Who Am I?
Perhaps one of the deepest existential questions is "Who Am I?" The answer to the question of who one truly is lies outside of the thinking mind's ability to comprehend. The thinking mind itself, and this includes the Ego, is nothing more than a collection of conditioned ideas, words and thoughts that are running inside the mind much like a computer program running on a computer. The thinking mind trying to comprehend "Who Am I?" is like a computer program trying to comprehend what a computer is, and what an electrical power grid is that powers a computer.
This does not mean that one can not directly discover who they really are, but to do so requires moving outside of the conventional thought patterns that define ones self. This is best done by examining "Who I Am Not!"
First lets examine the Ego. The Ego is an ever changing collection of thoughts and images one has of their self. These thoughts are constructed upon judgements and impressions one has based upon their life experiences, and on identification or rejection of other peoples opinions of them. The Ego is so fluid that it can change to an exact opposite view of itself in the flash of a moment. There is nothing of substance, nothing concrete at all about the Ego. The Ego can be easily transcended and left behind by anyone who undertakes such practice. Anyone who has the ability to enter and maintain a completely silent mind has experienced a state in which the Ego does not exist, even if just for that short period of time. If one was the Ego, then such a practice would result in one ceasing to exist. It is quite safe to conclude that one's true self is not the Ego.
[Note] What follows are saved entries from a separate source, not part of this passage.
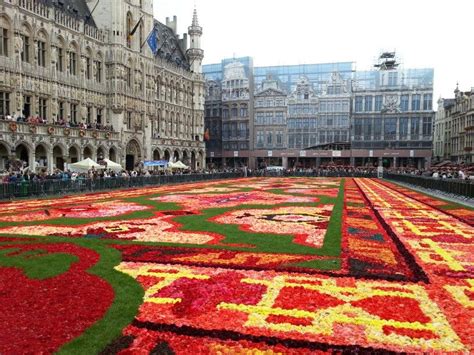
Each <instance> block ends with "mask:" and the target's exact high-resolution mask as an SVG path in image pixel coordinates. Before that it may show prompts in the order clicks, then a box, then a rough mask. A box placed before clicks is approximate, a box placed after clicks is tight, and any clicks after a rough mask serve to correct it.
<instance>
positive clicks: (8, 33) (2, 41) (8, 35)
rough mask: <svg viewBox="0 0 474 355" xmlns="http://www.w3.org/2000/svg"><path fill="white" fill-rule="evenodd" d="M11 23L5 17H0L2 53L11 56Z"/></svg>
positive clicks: (0, 30)
mask: <svg viewBox="0 0 474 355" xmlns="http://www.w3.org/2000/svg"><path fill="white" fill-rule="evenodd" d="M10 34H11V31H10V23H9V21H8V20H7V19H6V18H5V17H4V16H1V17H0V55H3V56H5V57H8V56H9V53H10V50H9V46H10Z"/></svg>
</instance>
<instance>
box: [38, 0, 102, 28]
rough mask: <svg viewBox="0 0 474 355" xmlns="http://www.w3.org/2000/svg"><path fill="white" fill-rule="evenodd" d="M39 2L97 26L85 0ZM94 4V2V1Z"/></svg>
mask: <svg viewBox="0 0 474 355" xmlns="http://www.w3.org/2000/svg"><path fill="white" fill-rule="evenodd" d="M39 1H40V2H42V3H44V4H46V5H48V6H51V7H55V8H57V9H60V10H62V11H64V12H65V13H66V14H68V15H70V16H73V17H76V18H78V19H80V20H83V21H86V22H87V24H88V25H90V26H94V27H97V26H96V24H95V22H94V19H93V18H92V15H91V12H90V11H89V7H88V6H87V4H86V0H39ZM94 5H95V3H94Z"/></svg>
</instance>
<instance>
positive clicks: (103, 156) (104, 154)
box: [97, 147, 107, 161]
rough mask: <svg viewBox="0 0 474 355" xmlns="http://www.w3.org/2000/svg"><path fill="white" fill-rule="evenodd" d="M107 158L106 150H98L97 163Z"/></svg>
mask: <svg viewBox="0 0 474 355" xmlns="http://www.w3.org/2000/svg"><path fill="white" fill-rule="evenodd" d="M105 158H107V156H106V155H105V149H104V148H102V147H99V148H97V161H99V160H103V159H105Z"/></svg>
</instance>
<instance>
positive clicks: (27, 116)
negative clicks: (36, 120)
mask: <svg viewBox="0 0 474 355" xmlns="http://www.w3.org/2000/svg"><path fill="white" fill-rule="evenodd" d="M23 116H24V117H29V116H31V96H29V95H23Z"/></svg>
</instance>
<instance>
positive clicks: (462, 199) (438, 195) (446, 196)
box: [387, 179, 474, 208]
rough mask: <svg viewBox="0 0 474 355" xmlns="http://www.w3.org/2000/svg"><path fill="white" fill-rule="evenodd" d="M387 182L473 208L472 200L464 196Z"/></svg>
mask: <svg viewBox="0 0 474 355" xmlns="http://www.w3.org/2000/svg"><path fill="white" fill-rule="evenodd" d="M387 181H390V182H392V183H394V184H397V185H400V186H404V187H408V188H409V189H412V190H415V191H418V192H421V193H425V194H428V195H430V196H433V197H438V198H441V199H443V200H447V201H451V202H455V203H459V204H460V205H464V206H467V207H471V208H474V198H469V197H466V196H460V195H455V194H450V193H448V192H444V191H440V190H433V189H425V188H423V187H420V186H417V185H413V184H407V183H404V182H400V181H395V180H391V179H387Z"/></svg>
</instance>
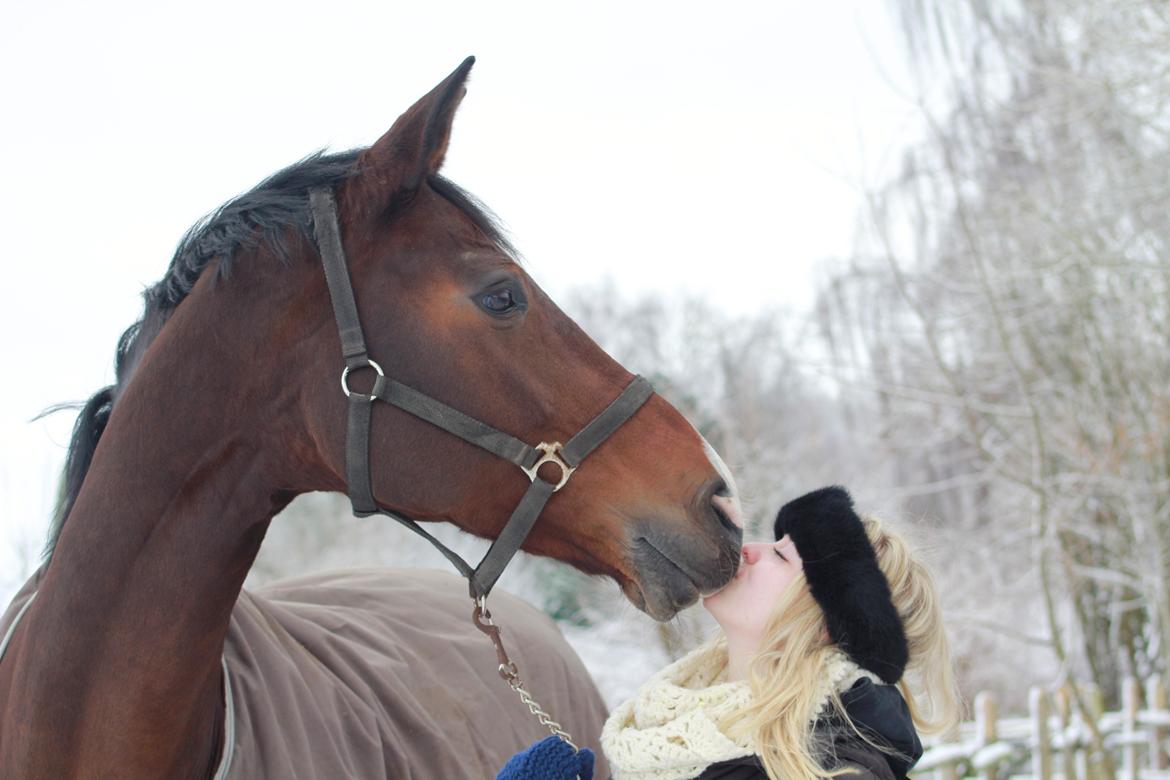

And what of the body we inhabit. If we were the body itself, then the loss of a limb or body part would amount to a partial loss of the self. Yet this is not the case. Throughout history, not one autopsy ever performed has turned up anything that can be labelled as the person's self. Even when we search within our own sense of the body, looking for where our Self seems to exist, it can not be definitively pinpointed. There is a sense of the self around the area of the heart, but nothing physical or concrete. One's perception of self is centred in the heart yet ones thoughts of self are centred in the brain. No evidence of self can be found in the body.
And what of the mind and brain? Our mind goes completely silent and seems to cease existing during sleep. There are numerous accounts of people who wake up from comas after having been pronounced brain dead. If their self existed purely in the mind, then in these situations the self again would cease. The self is not the mind.
To paraphrase from Sir Arthur Conan Doyle, "In searching for the truth, when all of the impossibilities have been eliminated, then whatever remains must be the truth." We all have something within us that we can sense to be an unchanging sense of Self, something that hasn't changed for as long as we can remember. This awareness of Self exists outside of thought and can only be directly encountered when thought subsides. Deep introspection and contemplation of "Who I Am Not" is the doorway into reconnecting with "Who I Am". Sustained Pure Awareness, as encountered with the silent mind is the reunification with the True Self.